Two of the factors most-often mentioned as inhibitors to the adoption of SD-WANs had to do with the maturity of the current products and the enabling technologies. These are common inhibitors to the adoption of any new technology, and the impact of these inhibitors tends to lesson rather quickly over time.

Another factor that was mentioned frequently is that the adoption of a SD-WAN would add complexity. On the one hand I was not surprised with this result because the introduction of any new technology adds complexity, at least in the short term. On the other hand, I did find this result to be quite ironic because part of the value proposition of a SD-WAN is that it reduces complexity.

What's the Bottom Line?

There is no doubt that reducing the complexity of the WAN is a very appealing prospect. If a SD-WAN solution can achieve that goal, then that is a compelling reason to implement that solution. However, if the journey that a network organization has to take to go from their current WAN to a less complex SD-WAN is itself unduly complex, then that will at best reduce, and at worst eliminate, the interest that the organization has in adopting a SD-WAN.

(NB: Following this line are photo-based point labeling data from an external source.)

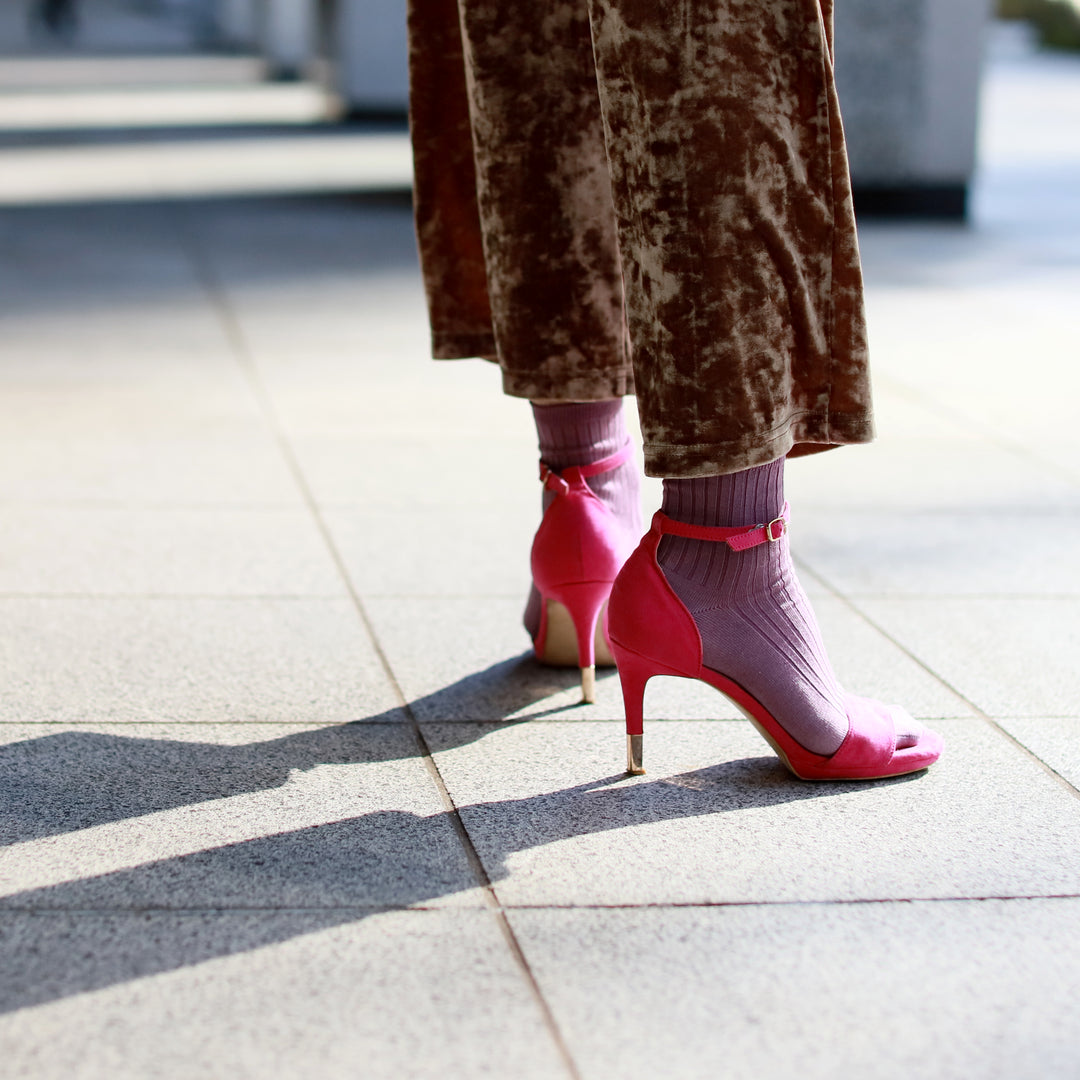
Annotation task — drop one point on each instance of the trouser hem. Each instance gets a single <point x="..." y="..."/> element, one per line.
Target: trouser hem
<point x="597" y="387"/>
<point x="462" y="346"/>
<point x="808" y="435"/>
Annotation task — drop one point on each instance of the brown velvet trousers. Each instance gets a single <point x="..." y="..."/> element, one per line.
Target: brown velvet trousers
<point x="651" y="197"/>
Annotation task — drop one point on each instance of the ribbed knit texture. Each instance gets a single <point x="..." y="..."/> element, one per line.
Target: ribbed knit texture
<point x="756" y="624"/>
<point x="580" y="433"/>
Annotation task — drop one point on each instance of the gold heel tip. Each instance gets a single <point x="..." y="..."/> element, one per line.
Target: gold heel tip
<point x="588" y="685"/>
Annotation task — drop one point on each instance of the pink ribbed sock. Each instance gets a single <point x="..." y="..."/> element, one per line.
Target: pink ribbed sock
<point x="580" y="433"/>
<point x="756" y="623"/>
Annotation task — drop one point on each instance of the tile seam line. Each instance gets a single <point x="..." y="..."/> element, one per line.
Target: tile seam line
<point x="979" y="712"/>
<point x="430" y="909"/>
<point x="974" y="426"/>
<point x="245" y="361"/>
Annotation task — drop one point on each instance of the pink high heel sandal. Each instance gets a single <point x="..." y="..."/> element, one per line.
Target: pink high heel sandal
<point x="577" y="552"/>
<point x="652" y="633"/>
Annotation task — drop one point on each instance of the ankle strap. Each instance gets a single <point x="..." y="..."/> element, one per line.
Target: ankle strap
<point x="739" y="538"/>
<point x="556" y="481"/>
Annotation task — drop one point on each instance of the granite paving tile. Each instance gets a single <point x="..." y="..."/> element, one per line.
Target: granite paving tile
<point x="410" y="995"/>
<point x="192" y="471"/>
<point x="717" y="820"/>
<point x="181" y="658"/>
<point x="935" y="990"/>
<point x="1054" y="740"/>
<point x="140" y="817"/>
<point x="469" y="658"/>
<point x="966" y="553"/>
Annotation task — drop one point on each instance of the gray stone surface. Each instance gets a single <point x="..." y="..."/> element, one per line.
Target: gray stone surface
<point x="194" y="817"/>
<point x="189" y="471"/>
<point x="459" y="659"/>
<point x="246" y="995"/>
<point x="1055" y="741"/>
<point x="717" y="819"/>
<point x="1010" y="656"/>
<point x="944" y="990"/>
<point x="63" y="550"/>
<point x="185" y="658"/>
<point x="966" y="552"/>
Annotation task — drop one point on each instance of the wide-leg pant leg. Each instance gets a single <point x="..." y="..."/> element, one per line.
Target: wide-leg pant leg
<point x="513" y="85"/>
<point x="728" y="173"/>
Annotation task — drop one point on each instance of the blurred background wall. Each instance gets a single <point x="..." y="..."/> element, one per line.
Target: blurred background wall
<point x="907" y="70"/>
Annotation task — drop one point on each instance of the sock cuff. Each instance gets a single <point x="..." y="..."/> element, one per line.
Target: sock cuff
<point x="750" y="497"/>
<point x="579" y="433"/>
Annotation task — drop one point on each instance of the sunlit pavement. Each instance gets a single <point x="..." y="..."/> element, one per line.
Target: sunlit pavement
<point x="283" y="794"/>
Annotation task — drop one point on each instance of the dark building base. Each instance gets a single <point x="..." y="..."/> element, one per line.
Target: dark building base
<point x="937" y="201"/>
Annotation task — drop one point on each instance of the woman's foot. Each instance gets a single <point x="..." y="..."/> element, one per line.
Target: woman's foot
<point x="591" y="522"/>
<point x="757" y="626"/>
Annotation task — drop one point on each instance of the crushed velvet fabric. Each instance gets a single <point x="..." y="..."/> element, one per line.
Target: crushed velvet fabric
<point x="632" y="193"/>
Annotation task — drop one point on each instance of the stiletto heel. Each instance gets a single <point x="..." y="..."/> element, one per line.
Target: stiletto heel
<point x="652" y="633"/>
<point x="583" y="602"/>
<point x="577" y="553"/>
<point x="634" y="673"/>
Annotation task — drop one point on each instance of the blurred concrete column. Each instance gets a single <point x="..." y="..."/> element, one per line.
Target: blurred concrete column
<point x="907" y="72"/>
<point x="288" y="37"/>
<point x="237" y="23"/>
<point x="370" y="50"/>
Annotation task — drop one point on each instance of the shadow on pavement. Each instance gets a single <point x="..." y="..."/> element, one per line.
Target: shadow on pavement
<point x="175" y="913"/>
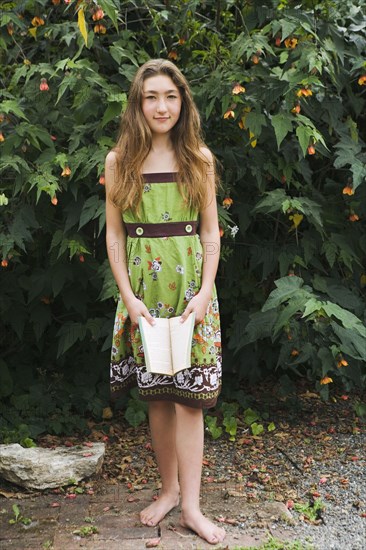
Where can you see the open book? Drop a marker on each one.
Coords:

To eliminate this impediment to adoption, vendors of SD-WAN solutions need to accomplish two tasks. One task is to make sure that their solution is as simple as possible to implement and manage. The other task is to provide detailed guidance to network organizations about the adoption process, including how to conduct a Proof of Concept (PoC) trial, how to create a business case, and how to implement a SD-WAN and integrate it with the existing traditional WAN.